6. Delete the directory contained the changes and the `offsync` diff file from the _sync store_, the
local `offsync` diff file, and the initial copy of the `offsync` index.

```mermaid
sequenceDiagram
autonumber
actor Pep's friend
participant offsync@{ "type": "control" }
participant offsync_index@{ "type": "entity"}
participant offsync_diff@{ "type": "entity"}
participant backup@{ "type": "database" }
participant sync_store@{ "type": "database" }

Pep's friend->>offsync: backup changes
alt DIFF NOT EXIST
offsync->>sync_store: Get offsync_diff
offsync->>Pep's friend: Nothing to backup
else
offsync->>sync_store: Get offsync_diff
sync_store->>offsync_diff: Download
offsync->>offsync_diff: Read previous offsync_index hash
offsync->>offsync_index: Calculate hash and compare them
offsync->>offsync_index: Make a copy
loop
offsync->>offsync_diff: Read changes
offsync->>sync_store: Added file: Get file
sync_store->>backup: Download file
end
loop
offsync->>backup: Deleted file: Delete
offsync->>offsync_index: Track change
end
offsync->>offsync_diff: Read current offsync_index hash
offsync->>offsync_index: Calculate hash and compare them
offsync->>sync_store: Delete directory
offsync->>sync_store: Delete offsync_diff
offsync->>Pep's friend: OK / Error
end
```

NOTE there are two strategies to support temporary network failures which are possible because, the
_delete_ changes are applied after the _add_ changes (which require to download files) are applied.
- (A) Track the progress and if the network fails, the command can be restarted later to continue
where it was interrupted
- (B) Rollback to the previous state by deleting all the added files.

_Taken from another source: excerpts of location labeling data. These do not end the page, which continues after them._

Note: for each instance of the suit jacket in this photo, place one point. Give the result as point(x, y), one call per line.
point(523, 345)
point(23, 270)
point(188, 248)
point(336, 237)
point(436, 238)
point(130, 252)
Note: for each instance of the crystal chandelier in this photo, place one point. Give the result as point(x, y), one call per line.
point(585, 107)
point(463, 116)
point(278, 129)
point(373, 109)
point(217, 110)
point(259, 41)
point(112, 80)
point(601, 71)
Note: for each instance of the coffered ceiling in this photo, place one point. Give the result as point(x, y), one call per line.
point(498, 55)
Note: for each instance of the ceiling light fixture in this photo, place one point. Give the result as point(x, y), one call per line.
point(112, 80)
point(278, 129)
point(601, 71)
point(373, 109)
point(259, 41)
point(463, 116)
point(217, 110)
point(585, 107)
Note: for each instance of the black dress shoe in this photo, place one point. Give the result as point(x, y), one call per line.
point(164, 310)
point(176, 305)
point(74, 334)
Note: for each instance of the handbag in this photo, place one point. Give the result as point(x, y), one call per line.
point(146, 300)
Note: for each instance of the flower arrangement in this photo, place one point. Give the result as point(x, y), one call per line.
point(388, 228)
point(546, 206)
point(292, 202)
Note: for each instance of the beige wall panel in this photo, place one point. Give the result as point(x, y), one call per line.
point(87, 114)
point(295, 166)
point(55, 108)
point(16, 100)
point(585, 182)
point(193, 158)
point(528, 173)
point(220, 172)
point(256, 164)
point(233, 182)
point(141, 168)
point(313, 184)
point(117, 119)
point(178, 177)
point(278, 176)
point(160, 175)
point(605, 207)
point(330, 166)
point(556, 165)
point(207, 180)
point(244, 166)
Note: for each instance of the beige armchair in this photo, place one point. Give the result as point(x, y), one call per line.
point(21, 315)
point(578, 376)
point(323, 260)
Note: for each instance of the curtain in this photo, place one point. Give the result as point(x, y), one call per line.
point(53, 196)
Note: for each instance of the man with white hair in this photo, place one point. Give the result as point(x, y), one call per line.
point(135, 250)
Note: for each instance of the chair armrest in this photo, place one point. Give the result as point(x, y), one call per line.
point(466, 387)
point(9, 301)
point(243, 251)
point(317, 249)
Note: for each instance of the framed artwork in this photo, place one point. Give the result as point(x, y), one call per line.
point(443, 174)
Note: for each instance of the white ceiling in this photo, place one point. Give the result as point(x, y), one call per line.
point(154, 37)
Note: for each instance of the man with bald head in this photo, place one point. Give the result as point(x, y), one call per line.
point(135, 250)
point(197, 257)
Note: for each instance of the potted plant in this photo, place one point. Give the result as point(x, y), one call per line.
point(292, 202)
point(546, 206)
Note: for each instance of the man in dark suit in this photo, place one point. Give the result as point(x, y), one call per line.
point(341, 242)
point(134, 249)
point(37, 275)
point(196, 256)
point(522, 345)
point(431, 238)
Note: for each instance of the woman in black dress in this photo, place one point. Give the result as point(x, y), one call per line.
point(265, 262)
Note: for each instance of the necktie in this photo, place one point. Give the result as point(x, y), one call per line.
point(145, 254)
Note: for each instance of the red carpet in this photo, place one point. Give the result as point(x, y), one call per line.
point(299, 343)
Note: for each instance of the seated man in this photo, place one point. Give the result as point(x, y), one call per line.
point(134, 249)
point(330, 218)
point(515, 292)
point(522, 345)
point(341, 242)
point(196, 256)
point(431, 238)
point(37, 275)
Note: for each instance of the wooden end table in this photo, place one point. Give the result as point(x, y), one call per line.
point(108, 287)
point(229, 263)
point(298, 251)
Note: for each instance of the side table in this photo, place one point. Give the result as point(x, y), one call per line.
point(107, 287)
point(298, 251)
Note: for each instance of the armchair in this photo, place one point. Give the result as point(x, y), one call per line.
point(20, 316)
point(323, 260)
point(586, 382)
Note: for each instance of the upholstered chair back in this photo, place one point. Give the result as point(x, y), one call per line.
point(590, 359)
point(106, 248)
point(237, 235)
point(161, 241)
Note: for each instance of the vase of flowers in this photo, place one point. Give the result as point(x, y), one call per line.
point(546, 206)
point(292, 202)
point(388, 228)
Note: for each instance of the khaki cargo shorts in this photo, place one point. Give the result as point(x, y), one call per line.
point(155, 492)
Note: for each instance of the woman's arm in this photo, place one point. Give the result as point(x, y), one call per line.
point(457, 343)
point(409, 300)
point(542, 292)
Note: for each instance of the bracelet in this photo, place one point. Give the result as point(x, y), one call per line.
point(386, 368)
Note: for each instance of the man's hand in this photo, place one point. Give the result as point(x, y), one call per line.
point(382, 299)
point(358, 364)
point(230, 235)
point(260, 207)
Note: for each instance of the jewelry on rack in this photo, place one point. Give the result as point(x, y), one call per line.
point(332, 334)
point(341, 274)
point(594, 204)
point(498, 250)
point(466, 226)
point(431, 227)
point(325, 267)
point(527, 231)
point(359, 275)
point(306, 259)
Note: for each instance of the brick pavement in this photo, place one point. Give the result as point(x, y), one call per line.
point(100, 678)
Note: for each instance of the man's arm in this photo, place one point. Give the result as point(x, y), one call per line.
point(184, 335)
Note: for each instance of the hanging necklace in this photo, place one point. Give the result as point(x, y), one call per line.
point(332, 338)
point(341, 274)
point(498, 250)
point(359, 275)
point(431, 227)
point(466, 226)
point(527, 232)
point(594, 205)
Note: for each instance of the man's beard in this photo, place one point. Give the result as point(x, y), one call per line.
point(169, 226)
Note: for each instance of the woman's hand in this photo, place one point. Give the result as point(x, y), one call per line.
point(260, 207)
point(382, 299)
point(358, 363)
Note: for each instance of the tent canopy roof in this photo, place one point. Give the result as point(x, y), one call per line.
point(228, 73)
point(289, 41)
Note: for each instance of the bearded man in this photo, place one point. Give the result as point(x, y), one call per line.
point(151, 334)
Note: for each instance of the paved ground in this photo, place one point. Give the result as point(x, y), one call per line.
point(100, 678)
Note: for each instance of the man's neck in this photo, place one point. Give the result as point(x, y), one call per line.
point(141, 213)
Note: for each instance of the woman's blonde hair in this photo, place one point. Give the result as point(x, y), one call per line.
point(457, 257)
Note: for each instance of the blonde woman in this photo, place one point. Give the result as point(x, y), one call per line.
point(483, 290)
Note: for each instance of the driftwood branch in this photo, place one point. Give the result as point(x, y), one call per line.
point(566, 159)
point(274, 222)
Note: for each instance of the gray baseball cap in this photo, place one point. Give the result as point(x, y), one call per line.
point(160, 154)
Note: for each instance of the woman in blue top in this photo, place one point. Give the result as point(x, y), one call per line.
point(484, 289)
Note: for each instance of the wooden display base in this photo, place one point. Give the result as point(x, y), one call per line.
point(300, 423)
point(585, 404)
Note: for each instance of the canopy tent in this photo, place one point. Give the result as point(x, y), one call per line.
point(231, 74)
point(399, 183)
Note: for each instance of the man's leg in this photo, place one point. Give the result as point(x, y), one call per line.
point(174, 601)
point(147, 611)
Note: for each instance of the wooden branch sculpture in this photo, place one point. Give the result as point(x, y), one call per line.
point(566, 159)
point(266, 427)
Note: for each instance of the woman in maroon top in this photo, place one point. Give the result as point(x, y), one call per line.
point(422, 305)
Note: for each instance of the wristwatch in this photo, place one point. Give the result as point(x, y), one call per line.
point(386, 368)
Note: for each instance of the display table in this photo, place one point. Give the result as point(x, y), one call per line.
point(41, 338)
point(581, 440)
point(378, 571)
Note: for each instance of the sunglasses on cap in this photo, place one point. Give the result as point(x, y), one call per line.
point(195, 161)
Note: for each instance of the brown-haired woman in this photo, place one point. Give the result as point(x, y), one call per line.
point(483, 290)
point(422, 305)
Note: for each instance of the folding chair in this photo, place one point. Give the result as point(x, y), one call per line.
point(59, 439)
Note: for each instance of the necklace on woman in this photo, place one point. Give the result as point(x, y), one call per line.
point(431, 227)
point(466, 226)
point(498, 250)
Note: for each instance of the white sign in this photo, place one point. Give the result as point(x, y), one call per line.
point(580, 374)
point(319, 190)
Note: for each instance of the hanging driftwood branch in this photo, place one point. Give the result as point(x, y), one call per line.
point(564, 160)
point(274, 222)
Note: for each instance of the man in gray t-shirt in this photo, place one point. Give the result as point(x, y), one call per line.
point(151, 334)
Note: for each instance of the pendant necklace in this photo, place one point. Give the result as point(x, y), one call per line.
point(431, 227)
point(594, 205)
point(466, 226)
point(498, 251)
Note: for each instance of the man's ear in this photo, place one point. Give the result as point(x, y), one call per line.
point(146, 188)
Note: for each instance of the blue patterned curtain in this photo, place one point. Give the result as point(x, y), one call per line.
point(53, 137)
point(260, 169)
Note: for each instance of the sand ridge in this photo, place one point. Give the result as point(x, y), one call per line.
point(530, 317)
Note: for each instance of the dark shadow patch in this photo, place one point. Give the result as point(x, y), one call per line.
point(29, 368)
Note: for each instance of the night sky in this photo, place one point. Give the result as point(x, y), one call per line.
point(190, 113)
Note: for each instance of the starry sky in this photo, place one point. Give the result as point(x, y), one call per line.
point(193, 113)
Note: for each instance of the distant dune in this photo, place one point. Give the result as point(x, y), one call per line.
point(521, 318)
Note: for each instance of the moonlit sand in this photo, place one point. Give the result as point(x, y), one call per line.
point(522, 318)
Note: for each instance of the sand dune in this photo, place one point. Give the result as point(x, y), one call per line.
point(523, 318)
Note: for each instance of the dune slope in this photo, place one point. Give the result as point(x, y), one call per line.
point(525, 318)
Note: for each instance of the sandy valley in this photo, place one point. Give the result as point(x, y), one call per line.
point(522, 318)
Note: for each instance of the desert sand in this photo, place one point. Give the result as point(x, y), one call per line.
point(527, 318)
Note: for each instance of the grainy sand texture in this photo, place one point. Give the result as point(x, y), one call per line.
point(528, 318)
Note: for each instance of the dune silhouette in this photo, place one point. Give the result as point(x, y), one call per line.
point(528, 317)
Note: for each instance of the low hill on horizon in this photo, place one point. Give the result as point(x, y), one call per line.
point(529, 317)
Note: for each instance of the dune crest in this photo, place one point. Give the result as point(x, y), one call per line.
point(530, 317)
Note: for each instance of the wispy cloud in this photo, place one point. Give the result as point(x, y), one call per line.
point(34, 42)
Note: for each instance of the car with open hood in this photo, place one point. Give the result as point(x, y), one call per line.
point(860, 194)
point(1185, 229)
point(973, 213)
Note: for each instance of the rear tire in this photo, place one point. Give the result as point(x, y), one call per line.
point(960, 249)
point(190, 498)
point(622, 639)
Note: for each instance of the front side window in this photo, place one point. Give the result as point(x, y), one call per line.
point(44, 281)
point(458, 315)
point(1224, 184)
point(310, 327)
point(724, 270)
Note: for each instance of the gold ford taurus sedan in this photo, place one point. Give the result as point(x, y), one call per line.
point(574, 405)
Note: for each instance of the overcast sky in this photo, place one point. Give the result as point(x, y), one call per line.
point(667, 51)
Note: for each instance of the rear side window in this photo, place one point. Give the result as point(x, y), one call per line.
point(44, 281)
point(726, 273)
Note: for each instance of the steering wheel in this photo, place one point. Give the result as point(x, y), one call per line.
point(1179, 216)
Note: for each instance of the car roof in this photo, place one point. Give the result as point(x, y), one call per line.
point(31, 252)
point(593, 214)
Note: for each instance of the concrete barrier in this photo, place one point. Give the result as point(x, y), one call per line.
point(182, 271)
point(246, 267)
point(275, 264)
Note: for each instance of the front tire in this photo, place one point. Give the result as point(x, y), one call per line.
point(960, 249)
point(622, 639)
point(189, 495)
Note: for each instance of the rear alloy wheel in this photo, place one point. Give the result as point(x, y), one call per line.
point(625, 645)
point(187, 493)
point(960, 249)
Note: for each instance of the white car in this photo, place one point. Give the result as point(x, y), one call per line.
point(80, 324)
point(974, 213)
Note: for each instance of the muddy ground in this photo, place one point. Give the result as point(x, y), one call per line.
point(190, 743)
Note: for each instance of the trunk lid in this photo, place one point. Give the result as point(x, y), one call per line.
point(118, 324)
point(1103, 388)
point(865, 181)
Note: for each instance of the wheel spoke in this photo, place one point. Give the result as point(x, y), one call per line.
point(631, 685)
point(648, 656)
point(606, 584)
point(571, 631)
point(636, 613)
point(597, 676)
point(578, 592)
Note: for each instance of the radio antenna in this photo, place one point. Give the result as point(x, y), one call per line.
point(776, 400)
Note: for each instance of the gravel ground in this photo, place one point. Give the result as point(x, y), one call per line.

There is no need to remove the
new added entries from the the index file because there is an initial copy to override the
modified index.

If a network failure happen during the clean up, the command can only proceed with strategy (B).

There is not restriction on implementing both strategies and give the user to choose which one to
apply each time or set which one to apply (configuration file / environment variable / flag).